Le joueur passe d’interactions complexes dans lesquelles il découvre et se socialise à des interactions dans lesquelles il s’immerge et s’isole. Son jeu devient compulsif et souvent stéréotypé.

Heureusement, parmi ceux qui se mettent à jouer de façon excessive après une déception ou un traumatisme, la plupart vont s’arrêter quelques semaines ou quelques mois  plus tard. C’est toute la différence entre « jouer pour oublier un traumatisme », et « finir par tout oublier en jouant ».
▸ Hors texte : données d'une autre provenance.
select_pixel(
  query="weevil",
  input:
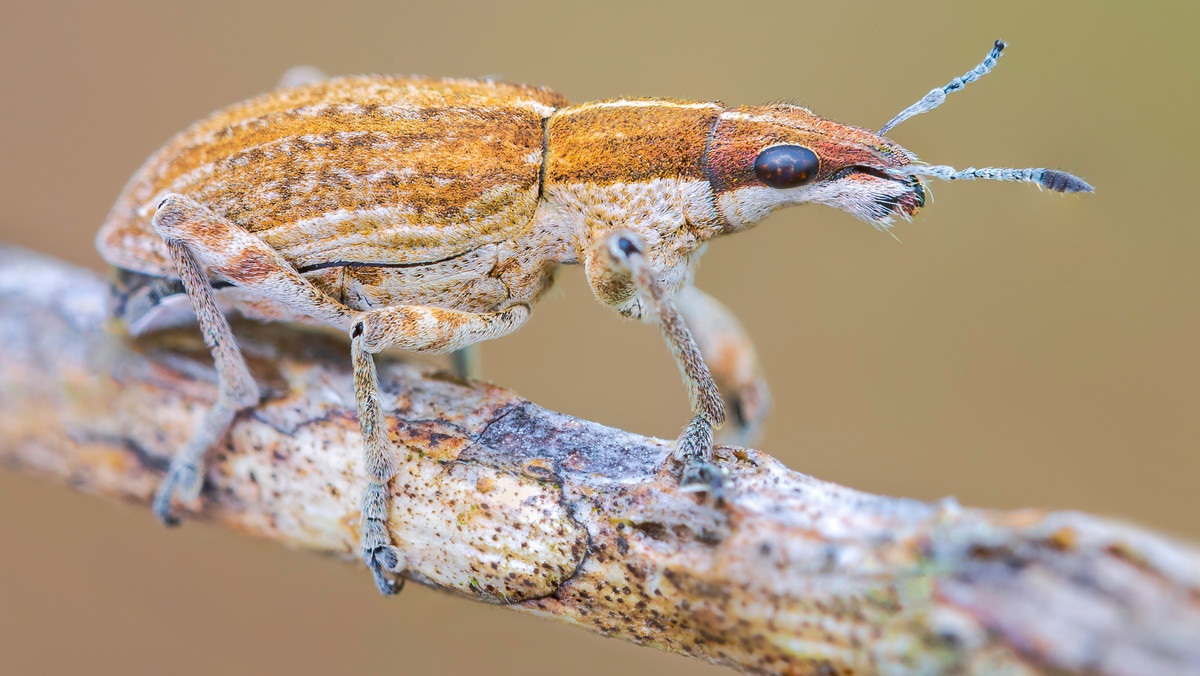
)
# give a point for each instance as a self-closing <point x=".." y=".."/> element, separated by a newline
<point x="431" y="214"/>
  1. Le jeu pathologique : une potion d’oubli

Si les échanges avec l’environnement sont satisfaisants, l’utilisateur profite pleinement des jeux vidéo en les constituant en espaces de significations symboliques dont il sait tirer profit. Si au contraire, ses échanges présents ou passés ont été marqués par l’insécurité et des frustrations excessives, le risque est qu’il s’enferme dans la tentative d’utiliser son ordinateur comme un partenaire qui va lui faire oublier sa souffrance. Il ne joue plus par plaisir et peut même continuer à jouer malgré le déplaisir. Son seul but est d’oublier son insécurité et ses angoisses.

À la limite, le joueur établit avec son ordinateur une situation que j’ai appelée de dyade numérique parce qu’elle tente de reproduire les conditions idéales d’une première relation mère bébé. Selon la personnalité du joueur et le moment, elle peut privilégier quatre domaines : la sécurisation de l’attachement, l’adéquation du régime d’excitations aux attentes du joueur, la création d’un espace d’accordage multi sensoriel, ou encore la construction d’une représentation idéalisée de soi et de son interlocuteur privilégié¹.

Celui qui se comporte de cette façon est habité par le désir de se guérir, mais le danger est qu’il réduise de plus en plus son monde à son jeu, sans vraiment en tirer de véritable satisfaction, jusqu’à un isolement social qui peut être très grave. Le jeu ne correspond plus à la tentative d’organiser des expériences anciennes et d’en vivre de nouvelles. Il n’est plus qu’une façon de tenter d’échapper à des angoisses plus ou moins catastrophiques. Heureusement, cette situation est exceptionnelle.

En conclusion, après une période dédiée aux inquiétudes, les recherches actuelles nuancent, pour ne pas dire contredisent, l’utilisation des termes « addiction » ou « dépendance » pour désigner les usages pathologiques d’Internet. En outre, il faut rester prudent sur le risque de « pathologiser » des comportements en pleine expansion, et dont les éventuelles conséquences, aussi bien positives que négatives, sont encore très mal connues. Enfin, n’oublions jamais s’il n’y a pas de conséquences négatives sur la vie de la personne, un comportement excessif ne mérite pas d’être appelé pathologique.

¹Tisseron S., Virtuel, mon amour : penser, aimer et souffrir à l’ère des nouvelles technologies, Paris : Albin Michel, 2008.